2011/1/1 OKB (not okblacke) <brenbarn@...>:
> I noticed that the boxplot function incorrectly calculates the
> location of the median line in each box. As a simple example, plotting
> the dataset [1, 2, 3, 4] incorrectly plots the median line at 3.
It seems to work fine in matplotlib 1.0.0:
user@...:~$ python
Python 2.6.6 (r266:84292, Sep 15 2010, 16:22:56)
[GCC 4.4.5] on linux2
Type "help", "copyright", "credits" or "license" for more information.

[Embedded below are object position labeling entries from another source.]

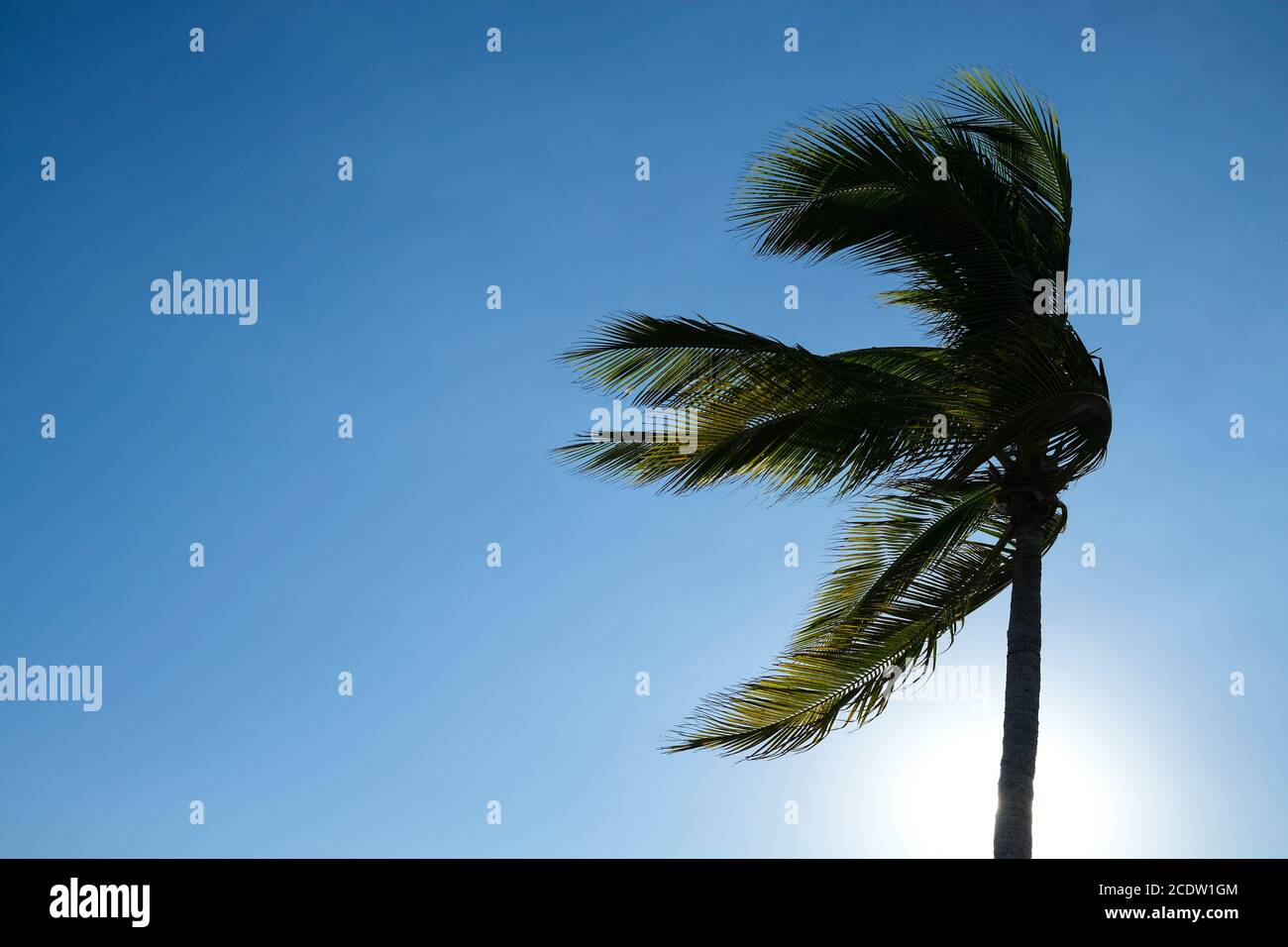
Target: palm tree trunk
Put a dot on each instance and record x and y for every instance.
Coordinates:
(1013, 832)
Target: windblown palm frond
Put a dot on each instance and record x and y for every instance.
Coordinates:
(969, 437)
(907, 574)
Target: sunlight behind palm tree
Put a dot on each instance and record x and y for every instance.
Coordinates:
(958, 450)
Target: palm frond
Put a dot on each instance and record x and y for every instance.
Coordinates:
(909, 574)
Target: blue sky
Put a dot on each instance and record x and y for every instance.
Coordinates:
(518, 684)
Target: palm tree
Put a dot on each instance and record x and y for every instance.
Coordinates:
(961, 449)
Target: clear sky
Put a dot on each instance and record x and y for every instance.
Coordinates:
(518, 684)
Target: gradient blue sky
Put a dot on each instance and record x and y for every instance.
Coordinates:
(518, 684)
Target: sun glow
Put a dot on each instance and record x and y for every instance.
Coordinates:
(945, 796)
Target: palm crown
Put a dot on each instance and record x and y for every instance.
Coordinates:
(957, 449)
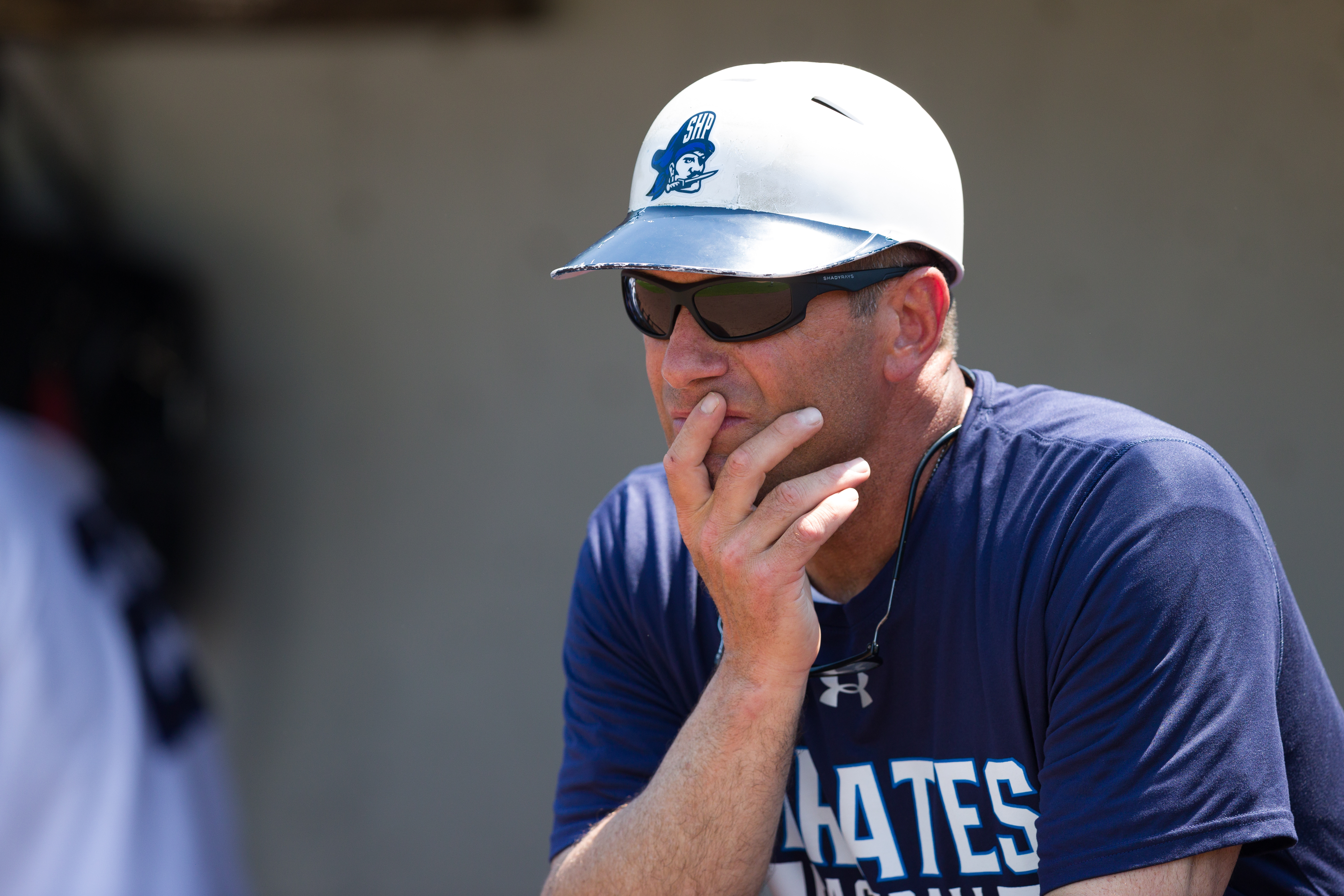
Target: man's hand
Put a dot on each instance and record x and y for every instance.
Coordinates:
(755, 558)
(709, 817)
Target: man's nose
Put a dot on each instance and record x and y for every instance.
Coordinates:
(691, 355)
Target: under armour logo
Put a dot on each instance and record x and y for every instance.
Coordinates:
(834, 690)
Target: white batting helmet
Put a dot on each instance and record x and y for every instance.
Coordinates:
(780, 170)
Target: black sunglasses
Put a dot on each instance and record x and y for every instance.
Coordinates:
(736, 309)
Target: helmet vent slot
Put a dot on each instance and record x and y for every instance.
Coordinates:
(834, 108)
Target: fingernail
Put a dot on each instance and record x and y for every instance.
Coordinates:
(810, 417)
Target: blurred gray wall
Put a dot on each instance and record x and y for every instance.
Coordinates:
(415, 422)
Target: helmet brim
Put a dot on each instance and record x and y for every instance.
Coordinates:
(733, 242)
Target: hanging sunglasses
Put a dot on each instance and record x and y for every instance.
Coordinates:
(736, 309)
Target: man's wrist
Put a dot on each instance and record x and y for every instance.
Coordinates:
(758, 683)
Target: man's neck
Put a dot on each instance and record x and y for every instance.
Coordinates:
(858, 551)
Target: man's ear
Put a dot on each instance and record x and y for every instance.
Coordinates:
(910, 318)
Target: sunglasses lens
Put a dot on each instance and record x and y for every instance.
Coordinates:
(648, 306)
(745, 307)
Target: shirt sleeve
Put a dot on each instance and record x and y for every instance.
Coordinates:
(1164, 643)
(623, 709)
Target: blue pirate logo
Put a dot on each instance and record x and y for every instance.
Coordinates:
(681, 166)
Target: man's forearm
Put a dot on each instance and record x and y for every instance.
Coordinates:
(709, 817)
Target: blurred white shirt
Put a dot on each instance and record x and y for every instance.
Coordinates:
(112, 780)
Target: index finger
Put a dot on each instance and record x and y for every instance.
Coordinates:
(689, 480)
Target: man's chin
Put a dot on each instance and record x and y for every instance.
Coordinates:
(714, 464)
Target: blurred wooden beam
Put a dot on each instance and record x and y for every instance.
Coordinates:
(64, 18)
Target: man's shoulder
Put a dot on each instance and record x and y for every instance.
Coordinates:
(1072, 420)
(1077, 443)
(636, 516)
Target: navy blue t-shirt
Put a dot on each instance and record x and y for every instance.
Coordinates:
(1093, 664)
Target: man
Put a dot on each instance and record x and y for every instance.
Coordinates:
(885, 625)
(112, 777)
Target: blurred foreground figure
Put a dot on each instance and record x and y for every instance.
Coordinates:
(111, 773)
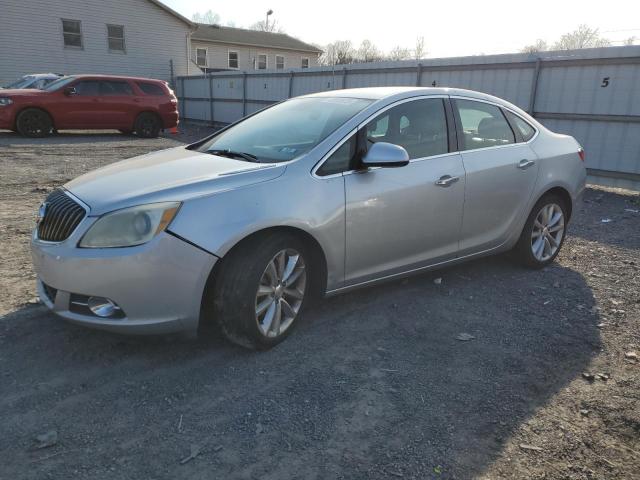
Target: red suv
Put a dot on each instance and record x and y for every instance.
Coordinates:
(90, 102)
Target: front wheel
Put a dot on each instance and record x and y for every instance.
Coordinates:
(147, 125)
(544, 233)
(34, 123)
(261, 290)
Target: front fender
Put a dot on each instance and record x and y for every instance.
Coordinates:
(218, 222)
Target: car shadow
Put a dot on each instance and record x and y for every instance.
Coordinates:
(72, 136)
(613, 218)
(436, 371)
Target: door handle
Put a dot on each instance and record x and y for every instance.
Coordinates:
(446, 181)
(524, 164)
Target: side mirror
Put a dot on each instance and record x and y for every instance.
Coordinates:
(383, 154)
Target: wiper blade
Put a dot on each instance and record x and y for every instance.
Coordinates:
(233, 154)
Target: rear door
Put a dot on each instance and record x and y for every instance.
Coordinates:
(501, 172)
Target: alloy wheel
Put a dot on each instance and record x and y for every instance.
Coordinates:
(547, 232)
(280, 292)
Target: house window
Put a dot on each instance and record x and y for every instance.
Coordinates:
(201, 57)
(72, 33)
(233, 59)
(115, 38)
(262, 62)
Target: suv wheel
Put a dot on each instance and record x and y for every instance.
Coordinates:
(261, 289)
(34, 123)
(544, 232)
(147, 125)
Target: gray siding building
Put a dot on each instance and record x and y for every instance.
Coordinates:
(125, 37)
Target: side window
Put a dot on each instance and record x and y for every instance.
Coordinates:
(526, 130)
(115, 88)
(88, 87)
(420, 126)
(483, 125)
(151, 88)
(340, 160)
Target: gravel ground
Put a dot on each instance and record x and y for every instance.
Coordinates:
(373, 384)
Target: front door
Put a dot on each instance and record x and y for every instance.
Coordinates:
(399, 219)
(82, 108)
(501, 175)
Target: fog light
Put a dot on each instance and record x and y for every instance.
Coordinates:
(102, 307)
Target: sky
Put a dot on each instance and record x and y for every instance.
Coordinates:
(455, 28)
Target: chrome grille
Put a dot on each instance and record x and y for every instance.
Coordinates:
(61, 217)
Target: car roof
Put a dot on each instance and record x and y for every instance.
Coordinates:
(383, 93)
(114, 77)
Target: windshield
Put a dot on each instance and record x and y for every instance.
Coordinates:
(61, 82)
(22, 83)
(286, 130)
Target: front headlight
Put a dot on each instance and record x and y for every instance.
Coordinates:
(130, 226)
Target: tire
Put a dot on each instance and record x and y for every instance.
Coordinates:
(247, 300)
(147, 125)
(538, 246)
(34, 123)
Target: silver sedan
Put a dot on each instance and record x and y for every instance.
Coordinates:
(313, 196)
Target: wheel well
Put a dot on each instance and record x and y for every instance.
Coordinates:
(564, 195)
(15, 121)
(319, 260)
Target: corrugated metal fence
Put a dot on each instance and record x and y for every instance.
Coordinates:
(592, 94)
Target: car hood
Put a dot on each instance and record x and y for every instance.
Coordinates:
(176, 174)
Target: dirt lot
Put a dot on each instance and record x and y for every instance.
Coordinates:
(374, 384)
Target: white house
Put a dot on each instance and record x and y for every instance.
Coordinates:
(122, 37)
(132, 37)
(214, 47)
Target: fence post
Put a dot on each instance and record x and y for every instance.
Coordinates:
(534, 86)
(244, 94)
(211, 97)
(290, 84)
(182, 99)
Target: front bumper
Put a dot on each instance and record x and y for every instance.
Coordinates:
(158, 285)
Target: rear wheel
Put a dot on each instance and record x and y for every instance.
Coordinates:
(34, 123)
(544, 233)
(147, 125)
(261, 289)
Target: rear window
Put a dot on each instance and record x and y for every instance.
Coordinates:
(115, 88)
(151, 88)
(522, 125)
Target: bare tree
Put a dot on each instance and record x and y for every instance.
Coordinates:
(583, 37)
(208, 17)
(399, 53)
(538, 46)
(272, 27)
(419, 50)
(339, 52)
(368, 52)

>>> import matplotlib as mpl
>>> mpl.__version__
'1.0.0'
>>> import matplotlib.pyplot as plt
>>> import matplotlib.mlab as mlab
>>> plt.ion()
>>> plt.boxplot([1, 2, 3, 4])
{'medians': [<matplotlib.lines.Line2D object at 0x3ad6250>], 'fliers':
[<matplotlib.lines.Line2D object at 0x3ad6610>,
<matplotlib.lines.Line2D object at 0x3ad69d0>], 'whiskers':
[<matplotlib.lines.Line2D object at 0x3acff50>,
<matplotlib.lines.Line2D object at 0x3ad4310>], 'boxes':
[<matplotlib.lines.Line2D object at 0x3ad4e50>], 'caps':
[<matplotlib.lines.Line2D object at 0x3ad46d0>,
<matplotlib.lines.Line2D object at 0x3ad4a90>]}
>>> plt.grid()
>>> plt.boxplot([1, 2, 3, 4])
{'medians': [<matplotlib.lines.Line2D object at 0x3dfbad0>], 'fliers':
[<matplotlib.lines.Line2D object at 0x3dfbe90>,
<matplotlib.lines.Line2D object at 0x3dff290>], 'whiskers':
[<matplotlib.lines.Line2D object at 0x3df8810>,
<matplotlib.lines.Line2D object at 0x3df8b90>], 'boxes':
[<matplotlib.lines.Line2D object at 0x3dfb710>], 'caps':
[<matplotlib.lines.Line2D object at 0x3df8f50>,
<matplotlib.lines.Line2D object at 0x3dfb350>]}
>>> plt.grid()
>>> # See attached image.
...
>>> mlab.prctile([1, 2, 3, 4])
array([ 1. , 1.75, 2.5 , 3.25, 4. ])
Goyo
>
> It also seems that the quartile calculations for the box are a
> little peculiar. I have seen some discussion in old mailing list
> postings about mlab.prctile and its ways of calculating percentiles,
> which are different than those of some other software.
>
> I'm aware that there is legitimate disagreement about the "best"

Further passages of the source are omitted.